Tuesday, February 15, 2022

The CAFC does 101 in Travel Sentry

The outcome of this 101 case:

These two patent cases involve David Tropp’s U.S. Patent Nos. 7,021,537 and 7,036,728. The district court granted summary judgment against Mr. Tropp on the ground that all the at-issue claims of those patents—of which the parties agree claim 1 of the ’537 patent is representative—are invalid because they claim ineligible subject matter under 35 U.S.C. § 101. Travel Sentry, Inc. v. Tropp, 527 F. Supp. 3d 256, 259 (E.D.N.Y. 2021). Mr. Tropp appeals. We affirm.

The district court correctly held representative claim 1 ineligible. The claim recites a method of making available to consumers a dual-access lock having a combination-lock portion and a master-key-lock portion, marking it so that luggage screeners know a master key will open it, agreeing with a screening entity that its luggage screeners will use the key to open a marked bag if opening is necessary, and marketing the luggage to consumers as subject to this screening process. The district court summarized: The claim “essentially describe[s] the basic steps of using and marketing a dual-access lock for luggage inspection, a longstanding fundamental economic practice and method of organizing human activity.” Id. at 265

The court properly held the claim to be directed to an abstract idea, noting that our precedents consistently recognize the abstract character of such practices and methods. See, e.g., Intellectual Ventures I LLC v. Symantec Corp., 838 F.3d 1307, 1313 (Fed. Cir. 2016). The court also properly held that Mr. Tropp identified no “inventive concept” in the claim’s details—in particular, in the claim’s reference to a “special” lock. Travel Sentry, 527 F. Supp. 3d at 267–69. No “technical specifications or concrete improvements,” or identification of what physical changes are made to the lock mechanism to make the lock “special,” is found in the claim (or, for that matter, the specification), id. at 266, an absence that “only highlight[s] the generic nature” of the “special lock” and other details to which Mr. Tropp pointed, id. at 268. And there is no genuine dispute about the fact that dual-access (combination/key) locks were familiar and used in luggage screening, with bags identified by a tag to enable such use.

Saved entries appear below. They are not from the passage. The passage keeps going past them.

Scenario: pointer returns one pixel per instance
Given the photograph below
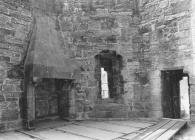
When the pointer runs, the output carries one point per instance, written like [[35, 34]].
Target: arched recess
[[111, 63]]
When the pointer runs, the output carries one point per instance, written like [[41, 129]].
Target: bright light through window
[[104, 84]]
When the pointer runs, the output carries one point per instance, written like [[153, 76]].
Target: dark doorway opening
[[52, 99], [175, 96]]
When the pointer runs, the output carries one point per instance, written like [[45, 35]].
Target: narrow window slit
[[104, 84]]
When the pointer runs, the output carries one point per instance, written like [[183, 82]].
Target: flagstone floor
[[82, 130]]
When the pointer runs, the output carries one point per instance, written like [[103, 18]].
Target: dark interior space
[[171, 94], [52, 98], [112, 64]]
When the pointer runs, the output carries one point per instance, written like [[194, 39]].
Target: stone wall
[[166, 43], [89, 27], [150, 36], [15, 24]]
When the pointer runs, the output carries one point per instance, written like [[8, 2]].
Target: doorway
[[52, 99], [175, 94]]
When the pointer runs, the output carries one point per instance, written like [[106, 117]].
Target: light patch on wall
[[184, 98], [104, 84]]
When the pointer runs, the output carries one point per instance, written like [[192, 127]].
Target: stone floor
[[82, 130], [187, 133]]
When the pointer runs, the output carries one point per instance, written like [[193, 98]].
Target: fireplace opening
[[52, 99], [108, 73], [175, 94]]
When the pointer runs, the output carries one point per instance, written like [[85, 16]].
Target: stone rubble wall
[[166, 43], [87, 28], [151, 36], [15, 25]]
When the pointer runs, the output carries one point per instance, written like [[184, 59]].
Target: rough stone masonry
[[149, 35]]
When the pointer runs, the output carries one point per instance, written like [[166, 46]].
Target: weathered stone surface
[[15, 21], [157, 37]]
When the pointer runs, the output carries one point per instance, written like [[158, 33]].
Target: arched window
[[108, 73]]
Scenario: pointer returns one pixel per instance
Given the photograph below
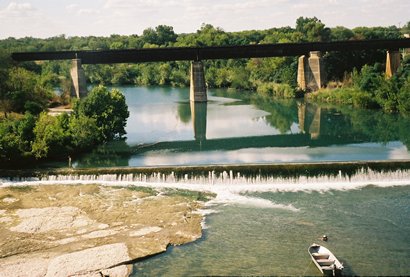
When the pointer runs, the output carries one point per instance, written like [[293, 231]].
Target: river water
[[266, 230], [164, 128]]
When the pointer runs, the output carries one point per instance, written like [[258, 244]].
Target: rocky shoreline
[[91, 230]]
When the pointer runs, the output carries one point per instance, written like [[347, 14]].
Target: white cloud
[[104, 17]]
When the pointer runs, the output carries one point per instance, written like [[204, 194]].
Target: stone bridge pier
[[311, 74], [198, 84], [79, 84]]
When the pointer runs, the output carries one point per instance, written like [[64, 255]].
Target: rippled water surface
[[368, 230]]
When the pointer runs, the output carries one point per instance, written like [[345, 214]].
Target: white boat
[[325, 261]]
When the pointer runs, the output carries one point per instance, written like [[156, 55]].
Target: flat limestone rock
[[41, 220], [31, 267], [91, 261]]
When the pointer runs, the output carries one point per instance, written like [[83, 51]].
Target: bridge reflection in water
[[310, 125]]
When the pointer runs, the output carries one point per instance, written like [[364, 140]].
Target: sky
[[48, 18]]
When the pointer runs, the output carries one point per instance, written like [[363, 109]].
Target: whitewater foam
[[228, 187]]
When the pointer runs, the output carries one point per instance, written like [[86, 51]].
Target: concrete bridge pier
[[392, 62], [79, 85], [311, 73], [198, 85], [198, 115]]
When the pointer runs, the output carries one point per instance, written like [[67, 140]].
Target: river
[[164, 128], [266, 231]]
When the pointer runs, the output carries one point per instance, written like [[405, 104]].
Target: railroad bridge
[[311, 74]]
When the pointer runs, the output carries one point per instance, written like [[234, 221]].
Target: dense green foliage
[[98, 118], [370, 89], [250, 74], [28, 89]]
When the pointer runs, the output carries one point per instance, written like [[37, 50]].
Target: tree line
[[28, 89]]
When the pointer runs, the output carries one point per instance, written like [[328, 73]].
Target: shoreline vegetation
[[84, 230], [28, 90]]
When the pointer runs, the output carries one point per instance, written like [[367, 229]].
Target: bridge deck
[[208, 53]]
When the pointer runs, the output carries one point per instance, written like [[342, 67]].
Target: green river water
[[265, 232]]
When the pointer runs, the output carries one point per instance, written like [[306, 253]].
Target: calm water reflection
[[164, 128]]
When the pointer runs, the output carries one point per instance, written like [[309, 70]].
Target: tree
[[83, 132], [51, 138], [313, 29], [108, 109]]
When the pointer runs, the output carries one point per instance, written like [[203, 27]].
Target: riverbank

Id. at 268–69. In these circumstances, the claim fails to pass muster under both steps of the eligibility inquiry. See Simio, LLC v. FlexSim Software Prods., Inc., 983 F.3d 1353, 1364 (Fed. Cir. 2020) (observing that where the focus of the claimed advance is abstract, an abstract-idea improvement cannot transform the ineligible claim into an eligible one).

In this court, Mr. Tropp argues that claim 1 is directed to “the creation of novel physical locks with a uniform master key (that works with a variety of locks that have different locking mechanisms).” Tropp Opening Br. 18. This contention raises at least two substantial questions bearing on eligibility under § 101: Does the claim, properly construed, require a dual-access lock in which the key for the master-key lock portion is the same for different combination-lock mechanisms? And if so, could the claim pass muster under § 101 in the absence of anything in the specification, or even in the summary judgment record, that provides details regarding the physical makeup, mechanism, or operation of such a lock indicating a concrete technical advance over earlier dual-access locks? See, e.g., Affinity Labs of Tex., LLC v. DIRECTV, LLC, 838 F.3d 1253, 1258–59 (Fed. Cir. 2016) (holding invalid under § 101 a claim that “is drawn to the [abstract] idea itself” instead of “how to implement” it and noting that “[e]ven if all the details contained in the specification were imported into the [patent] claims, the result would still not be a concrete implementation of the abstract idea”); Apple, Inc. v. Ameranth, Inc., 842 F.3d 1229, 1241 (Fed. Cir. 2016). But we do not address those questions, because Mr. Tropp has not preserved this argument for eligibility.

Of points not argued:

In his opposition to the § 101 summary judgment motion, Mr. Tropp referred to the “special lock having a combination lock portion and a master key lock portion” and the “identification structure” as the claimed improved “physical components.” J.A. 1659 (internal quotation marks and citation omitted). Nothing in that opposition argued that the inventive concept in the claims was, or included, the creation of a new dual-access lock with a master key capable of opening dual-access locks whose combination-lock mechanisms differed from one another. We need not evaluate Mr. Tropp’s opposition to a different summary judgment motion (concerning prior art invalidity) or the statement of disputed facts under Local Civil Rule 56.1 to determine whether they contained meaningful assertions about physical changes in the locks. In his opposition to the § 101 motion, Mr. Tropp did not argue for the § 101 significance of the lock-mechanism improvement he now asserts to be required, an argument materially different from what he did argue. We decline to upset the district court’s judgment based on an argument like this made for the first time on appeal. See, e.g., Icon Health & Fitness, Inc. v. Strava, Inc., 849 F.3d 1034, 1040 (Fed. Cir. 2017).